İsrail'in son hamlelerindeki telaş iki iç siyasi nedenden kaynaklanıyor.

Birincisi; mevcut İsrail hükümeti, politikalarının uluslararası ve bölgesel izolasyona neden olduğu yönündeki eleştirileri saptırmak için yüksek profilli dış politika başarıları elde etmeye çalışıyor.

İkincisi; Katz ve Dışişleri Bakanı Eli Cohen Ocak 2024'te görevlerini devredecekler. Bu yetkililerin her biri belki de Netanyahu sonrası Likud'daki liderlik mücadelesini göz önünde bulundurarak ayrılmadan önce mümkün olduğunca çok başarı elde etmeye ve meslektaşına devretmeden önce mümkün olduğunca çok açık meseleyi kapatmaya çalışıyor.

Kıbrıs Adası'nda görünüm

Middle East Economic Survey verilerine göre; henüz hiç kullanılmamış gaz rezervlerine sahip tek bölge, Kıbrıs adasının çevresindeki alanlardır.

İsrailli yetkililer ve yeni GKRY arasındaki görüşmeler son aylarda İsrail'in deniz platformlarını Kıbrıs'ta inşa edilecek gaz sıvılaştırma tesislerine bağlayacak 300 km'lik bir boru hattı üzerinde yoğunlaştı.

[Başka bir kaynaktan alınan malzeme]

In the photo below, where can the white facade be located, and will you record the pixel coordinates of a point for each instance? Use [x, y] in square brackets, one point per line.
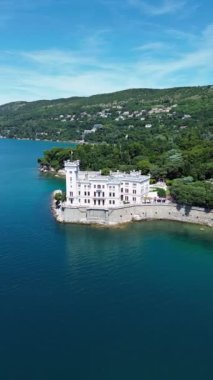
[93, 190]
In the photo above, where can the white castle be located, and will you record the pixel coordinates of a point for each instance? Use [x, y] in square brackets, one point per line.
[92, 190]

Haziran 2023'te İsrail'e yaptığı ziyaret sırasında bu fikri ortaya atan GKRY Enerji Bakanı George Papanastasiou, bunun 2,000 km'lik EastMed boru hattından çok daha gerçekçi bir seçenek olduğunu belirtti.

Nitekim, Netanyahu ve GKRY Enerji Bakanı Mayıs 2023'te İsrail gazının karada ya da yüzer bir gaz sıvılaştırma tesisinde sıvılaştırılmak üzere GKRY'ne gönderileceğini açıkladı.

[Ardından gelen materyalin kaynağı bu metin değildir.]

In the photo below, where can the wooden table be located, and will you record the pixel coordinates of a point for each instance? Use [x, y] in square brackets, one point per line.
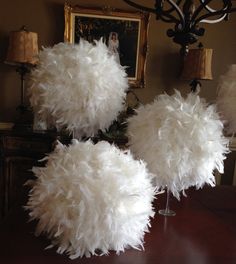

Yavuz Sondaj Gemisi Akdeniz'de...
Yavuz Sondaj Gemisi Akdeniz'de...

Türkiye'nin rolü

Türkiye diplomatik ilişkilerinin 2022'de İsrail ile yenilenmesinden bu yana, İsrail ile gaz işbirliğinden bahsediyor.

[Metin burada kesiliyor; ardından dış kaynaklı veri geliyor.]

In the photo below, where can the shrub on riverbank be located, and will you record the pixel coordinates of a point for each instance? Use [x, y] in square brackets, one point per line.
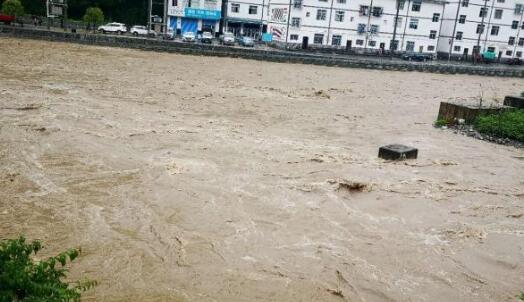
[508, 124]
[24, 279]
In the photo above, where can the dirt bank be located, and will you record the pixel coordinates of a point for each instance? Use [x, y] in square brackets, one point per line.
[213, 179]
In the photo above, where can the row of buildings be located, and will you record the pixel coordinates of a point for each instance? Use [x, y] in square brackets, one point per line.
[456, 27]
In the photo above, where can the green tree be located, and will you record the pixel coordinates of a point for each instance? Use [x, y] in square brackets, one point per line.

Türkiye, sondaj filosu ile Doğu Akdeniz'de gaz arama faaliyetleri gerçekleştiriyor.
Türkiye, sondaj filosu ile Doğu Akdeniz'de gaz arama faaliyetleri gerçekleştiriyor.

Türkiye geçtiğimiz yıl İsrail'in gaz sahalarından Türkiye'ye bir boru hattı fikrini çeşitli düzeylerde gündeme getirdi. Bu hem Türkiye'nin kendi ihtiyaçları için İsrail gazını ithal etmesini sağlayacak hem de Türkiye'nin Doğu Akdeniz, Kafkaslar ve Orta Asya'dan Avrupa'ya petrol ve gazın ana transit merkezi olarak arzulanan rolünü destekleyecek.

Ankara'nın bakış açısına göre böyle bir proje aynı zamanda İsrail'in Helenik devletlere doğru aşırı eğilimi olarak algıladığı durumu "yeniden dengelemeye" yardımcı olacak.

Ancak İsrail üretim tesislerinden Türkiye'ye uzanacak bir boru hattı MEB anlaşmazlıkları nedeniyle sorunlarla karşı karşıya kalabilir. Buna ek olarak boru hattı, İsrail ile resmen savaş halinde olan Lübnan ve Suriye'nin MEB'iyle kesişecek.

Ancak Ağustos ayı sonlarında, iki ülke arasındaki bakanlıklar arası yapılan görüşmelerden sonra Türkiye'ye bir denizaltı boru hattı inşa edilmesi konusunun da değerlendirilmesi talimatı verildiği bildiriliyor.

Bu görüşmelerin ardından Türk bakan, konuyla ilgili görüşmelere devam etmek üzere İsrail'i ziyaret edeceğini açıkladı.

Bu açıklamalar Netanyahu'nun önümüzdeki haftalarda Türkiye'ye yapmayı planladığı ziyarete hazırlık olarak görünüyor.